The last few weeks have been a time of looking closely at flowers, and marvelling at their variety. I observed about 12 types of pink flowers, about 8-10 types of orange flowers, about 5-6 red, a few yellow ones, a few white ones and two types each of purple flowers and blue flowers–all in my colony. 

So of course the question came to my mind: Was this the typical distribution of flower colours? Was pink the predominant colour, followed by orange and red? And so started my search to find out a little more about this.

First and foremost, what gives flowers their colours? Colours mainly come from the presence of pigments in the chromoplasts or cell vacuoles of floral tissues.  The most common pigments in flowers come in the form of anthocyanins which range in colour from white to red to blue to yellow to purple and to even black and brown. The other major group are the carotenoids, which provide the yellow colours, along with some oranges and reds. While many flowers get their colours from either anthocyanins or carotenoids, there are some that can get their colours from a combination of the two. Other classes of pigments, but of less importance in relation to flower pigmentation, are chlorophylls (greens), quinones (occasional reds and yellows), and betalain alkaloids (giving yellow, red and purple). 

Coming back to which is the most common flower colour, all my web- searching only told me that there was no definitive answer! To begin with, we don’t even know how many flowering plants there are. And of the flowers we know and have catalogued, colour data are seldom maintained. There is no repository of flower colour information. There is no database which documents flower colours, let alone rank them.
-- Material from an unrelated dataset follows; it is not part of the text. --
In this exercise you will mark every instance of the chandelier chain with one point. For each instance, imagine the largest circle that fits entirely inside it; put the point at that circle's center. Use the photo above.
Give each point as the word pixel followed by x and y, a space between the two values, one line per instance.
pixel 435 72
There are many good reasons that make it difficult to document these colours. There is no absolute measure. Colours look different in different lights, at different times of the day. Each person perceives colour differently—what looks orange to me look yellow to you. And we all describe them differently—I may say violet for a colour and you may say mauve.

Moreover, colours vary from genus to genus, and even within a species. A plant growing in one area (say, the plains) can have flowers  that are very different from the same plant growing elsewhere (say in higher altitudes). The colours of flowers depend very much on the growing conditions—soil, sunlight etc. So they may change somewhat with season too.

Recent research suggests that factors like ozone depletion and global warming have caused flowers to change their colours over time. For instance, of the 42 species studied in that research, UV-pigmentation in flowers increased at a rate of 2% per year from 1941 to 2017.

lantana
Lantana is one of the flowers which changes colour on pollination

Flowers also use colours as signalling mechanisms. Some flowers change their colour once they are pollinated, so that bees do not come back to them, but rather go to unpollinated flowers. (Eminent teacher, Prof. Mohan Ram, who developed a generation of botanists, ecologists and environmentalists, taught us this during a memorable nature walk.) Some flowers change their colour with age.

But here are some speculations about flower colours:

Counter-intuitively, some people believe green may actually be the most common flower colour–many plants, including most trees, bear flowers in various shades of green. This may be followed by white, yellow, blue and the reds in that order.  Brown is not uncommon either. But all scientists and naturalists emphasize that these are only guesses.

So don’t worry too much about how many. Just enjoy the flowers and their colours!